Since then, lawmakers have threatened to start impeachment proceedings against Ahmadinejad while others have accused him of being in the grip of a “deviant current” of advisers seeking to undermine the role of the clergy in the Islamic establishment.
“Such an attack is impossible without Khamenei’s green light,” said political analyst Hamid Farahvashian.
Ahmadinejad, an engineer and former Revolutionary Guard officer with no clerical background, has implemented populist policies to build his own power base. “Ahmadinejad’s camp knows that they have lost the votes of core supporters … because of challenging the role of the clergy,” said a former official, who asked not to be named.
“The 10 to 15 million core supporters of the system will vote for the Khamenei camp. Ahmadinejad’s camp is after votes of nationalists,” he added.

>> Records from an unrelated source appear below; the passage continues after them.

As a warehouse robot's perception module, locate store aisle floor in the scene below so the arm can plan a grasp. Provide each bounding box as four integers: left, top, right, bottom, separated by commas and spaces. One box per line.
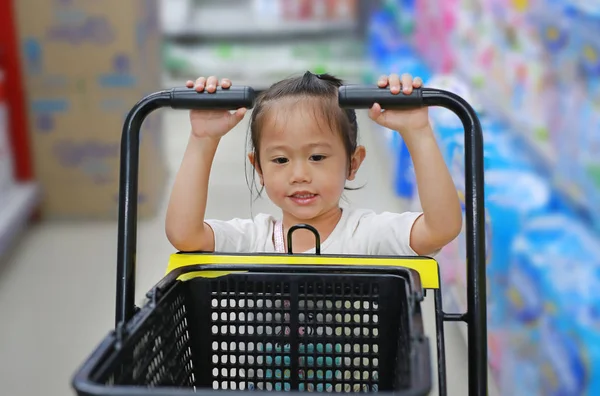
0, 112, 467, 396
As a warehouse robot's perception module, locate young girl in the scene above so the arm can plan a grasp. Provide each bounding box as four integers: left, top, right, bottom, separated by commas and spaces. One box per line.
166, 72, 462, 256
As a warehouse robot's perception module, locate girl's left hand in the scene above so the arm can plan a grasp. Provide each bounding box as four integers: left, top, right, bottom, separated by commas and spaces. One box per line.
369, 73, 430, 137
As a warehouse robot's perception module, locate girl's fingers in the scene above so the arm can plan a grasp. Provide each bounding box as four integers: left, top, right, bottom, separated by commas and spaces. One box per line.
206, 76, 219, 92
196, 77, 206, 92
413, 77, 423, 88
377, 75, 388, 88
221, 78, 231, 89
229, 107, 248, 129
389, 73, 400, 94
402, 73, 413, 94
369, 103, 384, 123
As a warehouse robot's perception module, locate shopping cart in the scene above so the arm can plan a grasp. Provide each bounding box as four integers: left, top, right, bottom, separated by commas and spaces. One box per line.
73, 85, 487, 396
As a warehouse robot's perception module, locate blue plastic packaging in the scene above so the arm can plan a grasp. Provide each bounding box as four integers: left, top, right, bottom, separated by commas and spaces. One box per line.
502, 214, 600, 396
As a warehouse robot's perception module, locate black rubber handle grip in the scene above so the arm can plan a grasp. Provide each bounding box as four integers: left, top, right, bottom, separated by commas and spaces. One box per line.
338, 85, 424, 109
171, 86, 256, 110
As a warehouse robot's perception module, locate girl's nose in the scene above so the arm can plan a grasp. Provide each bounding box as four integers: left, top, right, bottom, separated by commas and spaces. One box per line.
291, 161, 311, 184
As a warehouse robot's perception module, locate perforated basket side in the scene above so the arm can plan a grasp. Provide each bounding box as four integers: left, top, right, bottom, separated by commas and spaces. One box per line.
188, 273, 411, 393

With a corruption scandal lingering over his government, Ahmadinejad, who must step down next year after two terms as president, now looks unlikely to be able to install one of his loyalists in the post, analysts and critics say.

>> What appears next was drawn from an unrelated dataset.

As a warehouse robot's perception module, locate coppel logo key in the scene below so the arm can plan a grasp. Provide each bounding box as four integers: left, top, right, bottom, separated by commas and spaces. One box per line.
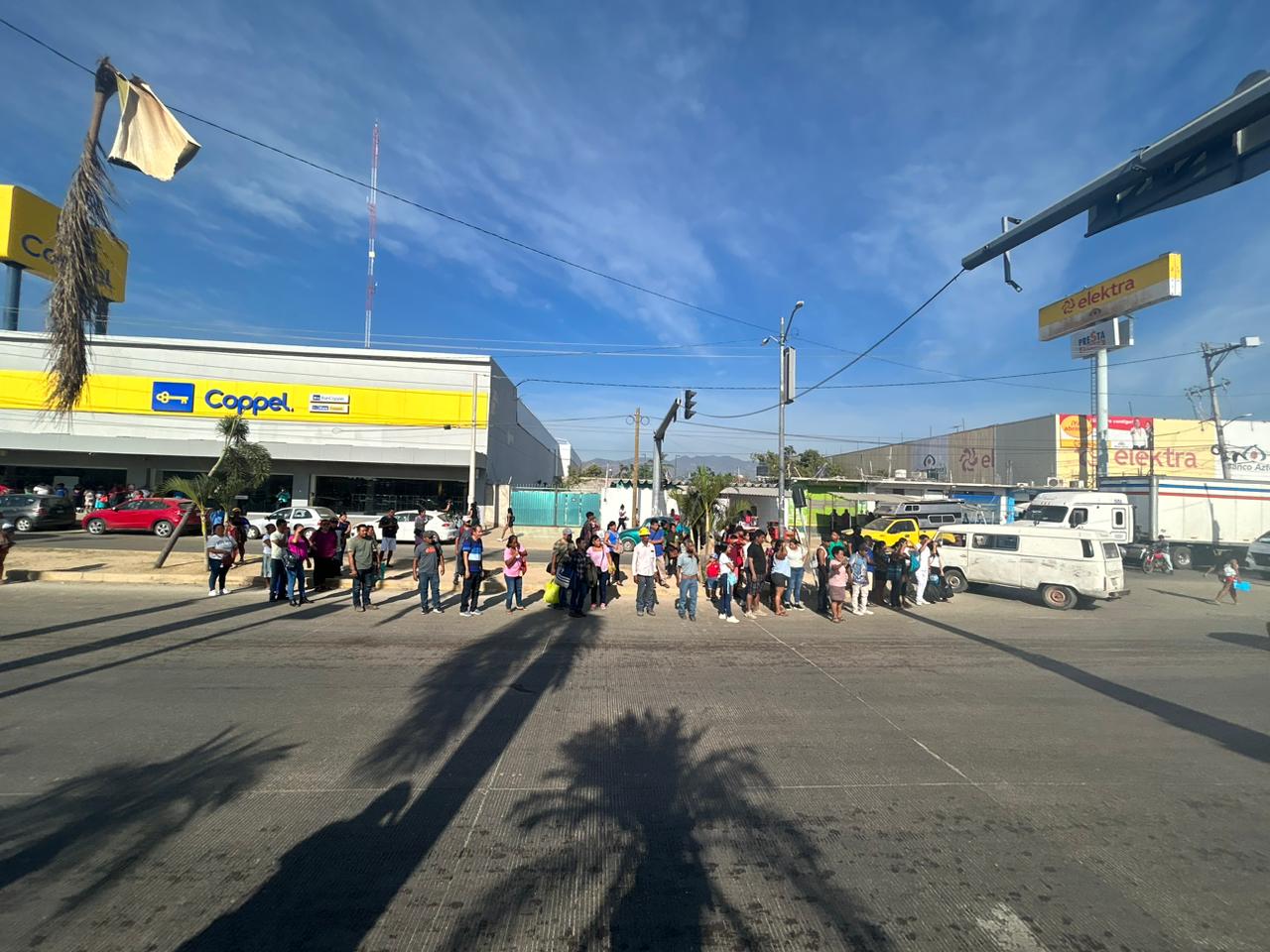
150, 380, 194, 414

The attacks on Ahmadinejad signal a turnaround from 2009, when Khamenei supported his re-election, which the reformist opposition said was rigged, igniting eight months of violent street unrest, the worst in the Islamic Republic’s history. The government put the uprising down by force, but Arab uprisings since then have revealed that authoritarian states can be vulnerable to popular anger fuelled by economic hardship.
Leading reformists are not taking part in next month’s poll, which they say will not be free or fair. Opposition leaders defeated in the 2009 presidential vote, Mirhossein Mousavi and Mehdi Karoubi, have been under house arrest for a year.

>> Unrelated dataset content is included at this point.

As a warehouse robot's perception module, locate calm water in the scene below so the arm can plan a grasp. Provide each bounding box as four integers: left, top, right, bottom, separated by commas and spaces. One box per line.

The process of vetting candidates, which includes checks on loyalty to Iran’s constitution and clerical leadership, is rooted in a theological debate once confined to Shi’ite religious seminaries but now increasingly out in the open.
Hardline supporters of Khamenei accuse Ahmadinejad’s camp of pursuing an “Iranian” school of Islam, an ideology which some see as an inappropriate mix of religion and nationalism. Ahmadinejad accuses his rivals of breaking laws by insulting him and has threatened them with jail.
Defaming top officials is a crime punishable by a maximum two-year prison sentence. Politics in Iran is largely defined by attempts to claim the legacy of the late Ayatollah Ruhollah Khomeini, father of the revolution. Both camps portray themselves as the most capable of defending his commitment to Islam and social justice.
While Khamenei is only Iran’s second supreme leader, meant to be a neutral arbiter in political life and ultimate Islamic authority in matters of state, presidents have come and gone.